Installation instructions are here: http://joey711.github.io/phyloseq/install
So here is my code for
installing phyloseq
importing data
putting those data into normal R format for analysis.
Install:
They are not on CRAN, but they do have a nice bioconductor function for installation:
Working to run new Urban Air sequencing data through QIIME recently. While trying to parallelize the pick_open_reference_otus.py script I ran in to a problem where 1 of the 12 parallel jobs failed. It turns out there's a poller.py script that's running waiting for all the jobs to finish and put their output in a specific directory before the script moves to subsequent steps. So if one of the jobs fails, the poller continues to look for these output files indefinitely -- see more details here.

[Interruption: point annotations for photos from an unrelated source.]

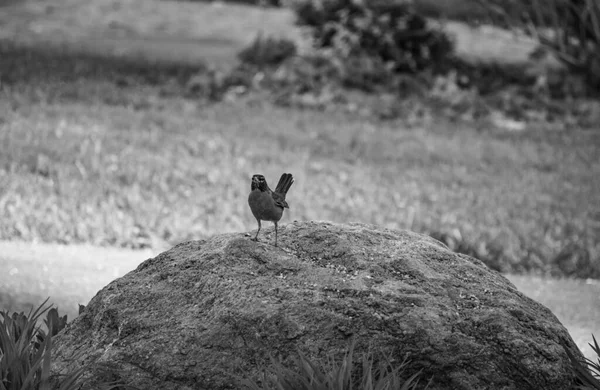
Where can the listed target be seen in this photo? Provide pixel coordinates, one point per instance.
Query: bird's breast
(263, 206)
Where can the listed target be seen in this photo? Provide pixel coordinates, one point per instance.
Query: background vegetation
(378, 112)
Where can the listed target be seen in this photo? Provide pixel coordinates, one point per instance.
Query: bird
(267, 205)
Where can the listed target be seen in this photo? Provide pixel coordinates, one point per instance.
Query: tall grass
(25, 351)
(335, 375)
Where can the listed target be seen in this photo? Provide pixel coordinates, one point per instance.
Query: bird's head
(259, 182)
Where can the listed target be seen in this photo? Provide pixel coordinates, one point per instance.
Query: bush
(569, 28)
(268, 51)
(389, 33)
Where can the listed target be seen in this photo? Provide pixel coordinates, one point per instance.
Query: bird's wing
(279, 200)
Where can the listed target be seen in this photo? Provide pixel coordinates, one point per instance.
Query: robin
(267, 205)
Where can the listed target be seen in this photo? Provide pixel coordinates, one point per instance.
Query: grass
(110, 153)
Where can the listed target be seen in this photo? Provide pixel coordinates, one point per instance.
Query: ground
(120, 162)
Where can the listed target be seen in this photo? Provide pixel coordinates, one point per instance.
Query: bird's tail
(285, 182)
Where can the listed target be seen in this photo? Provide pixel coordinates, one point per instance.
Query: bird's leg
(256, 237)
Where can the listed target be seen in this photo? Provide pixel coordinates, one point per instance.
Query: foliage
(268, 51)
(390, 34)
(308, 375)
(587, 372)
(568, 28)
(25, 351)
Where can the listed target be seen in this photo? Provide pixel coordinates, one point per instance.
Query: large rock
(207, 312)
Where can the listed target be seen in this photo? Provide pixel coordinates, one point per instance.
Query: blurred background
(128, 126)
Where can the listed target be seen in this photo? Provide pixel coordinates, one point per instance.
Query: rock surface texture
(205, 313)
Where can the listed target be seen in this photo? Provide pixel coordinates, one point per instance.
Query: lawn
(104, 152)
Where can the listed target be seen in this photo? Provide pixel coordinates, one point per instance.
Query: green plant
(308, 375)
(568, 28)
(587, 372)
(25, 351)
(390, 32)
(268, 51)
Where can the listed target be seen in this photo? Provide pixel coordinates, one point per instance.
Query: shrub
(307, 375)
(268, 51)
(390, 33)
(569, 28)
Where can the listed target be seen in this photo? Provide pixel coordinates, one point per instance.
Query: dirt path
(73, 274)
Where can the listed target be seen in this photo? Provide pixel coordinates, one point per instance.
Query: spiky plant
(307, 375)
(587, 371)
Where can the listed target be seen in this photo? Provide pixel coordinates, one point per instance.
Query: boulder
(206, 313)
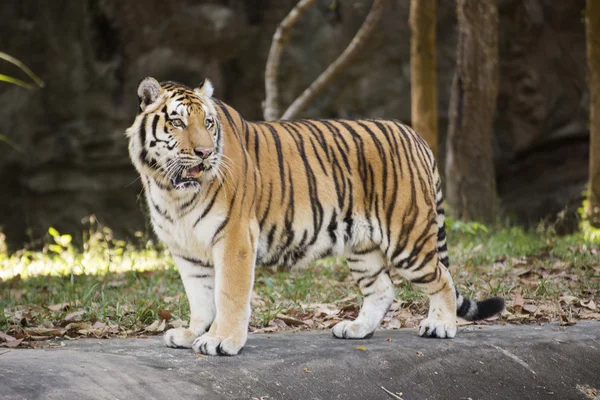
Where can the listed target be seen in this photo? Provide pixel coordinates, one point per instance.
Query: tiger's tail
(465, 308)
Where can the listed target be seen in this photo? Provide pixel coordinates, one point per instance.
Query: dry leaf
(290, 320)
(6, 337)
(530, 308)
(519, 301)
(74, 316)
(44, 331)
(591, 305)
(393, 324)
(59, 307)
(177, 323)
(12, 343)
(156, 326)
(165, 314)
(568, 299)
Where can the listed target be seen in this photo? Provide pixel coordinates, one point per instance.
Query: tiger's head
(176, 138)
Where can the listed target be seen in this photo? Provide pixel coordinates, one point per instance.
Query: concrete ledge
(489, 362)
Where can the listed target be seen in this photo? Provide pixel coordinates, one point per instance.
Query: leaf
(23, 68)
(14, 81)
(177, 323)
(53, 232)
(74, 316)
(393, 324)
(519, 301)
(59, 307)
(82, 328)
(568, 299)
(40, 331)
(591, 305)
(156, 326)
(6, 337)
(290, 320)
(530, 308)
(165, 314)
(12, 343)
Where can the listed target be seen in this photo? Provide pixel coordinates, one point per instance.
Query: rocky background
(71, 158)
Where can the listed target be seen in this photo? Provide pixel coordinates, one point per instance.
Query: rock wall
(72, 157)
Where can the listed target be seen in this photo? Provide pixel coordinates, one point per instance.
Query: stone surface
(73, 158)
(489, 362)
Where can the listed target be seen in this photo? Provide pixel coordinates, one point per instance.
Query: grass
(110, 287)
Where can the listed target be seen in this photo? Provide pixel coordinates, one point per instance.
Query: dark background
(72, 158)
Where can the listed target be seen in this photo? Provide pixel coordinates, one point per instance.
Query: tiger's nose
(203, 152)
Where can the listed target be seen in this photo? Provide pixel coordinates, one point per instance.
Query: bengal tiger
(226, 194)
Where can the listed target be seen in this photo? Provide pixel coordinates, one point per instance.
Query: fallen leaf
(74, 316)
(45, 331)
(59, 307)
(156, 326)
(519, 301)
(165, 314)
(82, 328)
(98, 325)
(11, 344)
(177, 323)
(290, 320)
(591, 305)
(6, 338)
(530, 308)
(568, 299)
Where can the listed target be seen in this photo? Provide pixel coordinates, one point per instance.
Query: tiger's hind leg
(432, 277)
(370, 272)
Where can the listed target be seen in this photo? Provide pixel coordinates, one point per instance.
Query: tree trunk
(592, 21)
(424, 112)
(471, 181)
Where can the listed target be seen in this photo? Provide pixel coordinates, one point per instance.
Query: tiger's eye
(177, 123)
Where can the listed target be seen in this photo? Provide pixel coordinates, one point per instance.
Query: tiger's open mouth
(188, 177)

As those more detailed instructions say, you just need to extract and rerun the commands for the failed job in the file ending with _jobs.txt found in the output directory for the parallel script. There is also a script to help you figure out which job failed: identify_missing_files.py.
For example, this is part of a PBS script to rerun the failed job:
Anya is live and ready to show you everything. Watch her strip, dance, and perform exclusive shows just for you. Interact in real-time and make your fantasies come true.
✓ Live Streaming✓ Interactive Chat✓ Private Shows✓ HD Quality
Anya is LIVE right now
FREE
Free to watch • No registration required • HD streaming
I received 137.9 GB of sequence data from the Genomics Core at the University of Oregon after submitting 36 samples for paired end 150 bp reads on the HiSeq run in MiSeq mode.
It was run with a companion of genomic DNA, due to the fact that a HiSeq can’t cope without sufficient sequence complexity. At first the sequence data was provided to me already demultiplexed, and this initially presented a problem because of the pipeline that I had originally vetted through QIIME.
I talked to Nick Stiffler, and he concluded the following: “The qiime docs show this when using files that were already demultiplexed, we need to create a special fasta label that includes the fields from the mapping file: http://qiime.org/documentation/file_formats.html-already-demultiplexed-samples. It doesn’t look like there is a script to handle this, but we could write one fairly easily.”
In the meantime, he gave me the raw data to use. In the future, I would have to use the QIIME script referenced above, along with a custom script to create a special fasta label.
It is important to remember that when logging on to the htseq server to download your data, you need to do so from your ACISS account, otherwise you will get an error: permission denied.
starting over with raw data (not demultiplexed)
Log into htseq server where the sequence data is, and download all relevant files.
The preferred method by QIIME developers, this script clusters reads against a reference sequence collection, and any reads which do not hit in the reference collection are subsequently clustered de novo. It includes taxonomy assignmnet, sequence alignment, and tree-building steps.
So instead I tried running these last few steps by themselves, because I knew that I wanted to use at least a tree for my next script, core_diversity_analyses.py
I've been working all week to migrate lots of data onto our new storage system. We're trying to maintain a consistent directory structure for each project so that we can all navigate easily in each others' projects well after we each leave.
We published the Lillis Dust paper in PLOS ONE this week, so I've also been fielding press for that. It has shown up in Gizmodo, Popular Science, Quartz, Fast Company, Futurity, and lots of other news sites that just printed the press release. So that's fun.
The surface paper was also accepted in Microbiome Journal so that will finally be published soon.